🤖 AI Summary
Low automation in lung cancer prognosis analysis from CT imaging and clinicians’ limited trust in AI-generated tumor segmentations hinder clinical adoption.
Method: We propose a clinician-centered participatory AI framework integrating click-guided semi-automatic segmentation, multi-model comparison (VNet, 3D Attention U-Net, etc.), PySERA-based radiomics analysis, and semi-supervised learning—validated across multi-center datasets.

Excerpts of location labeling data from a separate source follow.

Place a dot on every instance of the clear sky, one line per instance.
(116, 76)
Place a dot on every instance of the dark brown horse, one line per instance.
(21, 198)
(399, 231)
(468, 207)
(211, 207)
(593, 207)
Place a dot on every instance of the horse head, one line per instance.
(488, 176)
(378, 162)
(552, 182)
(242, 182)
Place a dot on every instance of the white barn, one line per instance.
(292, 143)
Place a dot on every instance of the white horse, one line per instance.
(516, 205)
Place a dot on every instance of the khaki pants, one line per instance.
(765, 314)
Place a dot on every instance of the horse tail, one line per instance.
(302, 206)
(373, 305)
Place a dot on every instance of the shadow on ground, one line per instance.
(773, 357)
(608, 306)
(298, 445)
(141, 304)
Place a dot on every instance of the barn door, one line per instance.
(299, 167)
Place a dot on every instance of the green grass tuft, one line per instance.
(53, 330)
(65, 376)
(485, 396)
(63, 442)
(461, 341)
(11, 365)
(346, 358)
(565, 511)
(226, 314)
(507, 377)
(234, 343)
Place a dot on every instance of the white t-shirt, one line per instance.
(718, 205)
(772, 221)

Contribution/Results: VNet achieved superior performance: segmentation Dice score = 0.83, radiomic feature stability (ICC = 0.65), and semi-supervised classification accuracy = 0.88 (F1 = 0.83). Six radiologists independently rated VNet’s peritumoral structural characterization and boundary smoothness as most clinically credible. The framework significantly enhances model interpretability, clinical acceptability, and real-world translatability—bridging the gap between AI development and routine clinical practice.
📝 Abstract
Lung cancer remains the leading cause of cancer mortality, with CT imaging central to screening, prognosis, and treatment. Manual segmentation is variable and time-intensive, while deep learning (DL) offers automation but faces barriers to clinical adoption. Guided by the Knowledge-to-Action framework, this study develops a clinician-in-the-loop DL pipeline to enhance reproducibility, prognostic accuracy, and clinical trust. Multi-center CT data from 999 patients across 12 public datasets were analyzed using five DL models (3D Attention U-Net, ResUNet, VNet, ReconNet, SAM-Med3D), benchmarked against expert contours on whole and click-point cropped images. Segmentation reproducibility was assessed using 497 PySERA-extracted radiomic features via Spearman correlation, ICC, Wilcoxon tests, and MANOVA, while prognostic modeling compared supervised (SL) and semi-supervised learning (SSL) across 38 dimensionality reduction strategies and 24 classifiers. Six physicians qualitatively evaluated masks across seven domains, including clinical meaningfulness, boundary quality, prognostic value, trust, and workflow integration. VNet achieved the best performance (Dice = 0.83, IoU = 0.71), radiomic stability (mean correlation = 0.76, ICC = 0.65), and predictive accuracy under SSL (accuracy = 0.88, F1 = 0.83). SSL consistently outperformed SL across models. Radiologists favored VNet for peritumoral representation and smoother boundaries, preferring AI-generated initial masks for refinement rather than replacement. These results demonstrate that integrating VNet with SSL yields accurate, reproducible, and clinically trusted CT-based lung cancer prognosis, highlighting a feasible path toward physician-centered AI translation.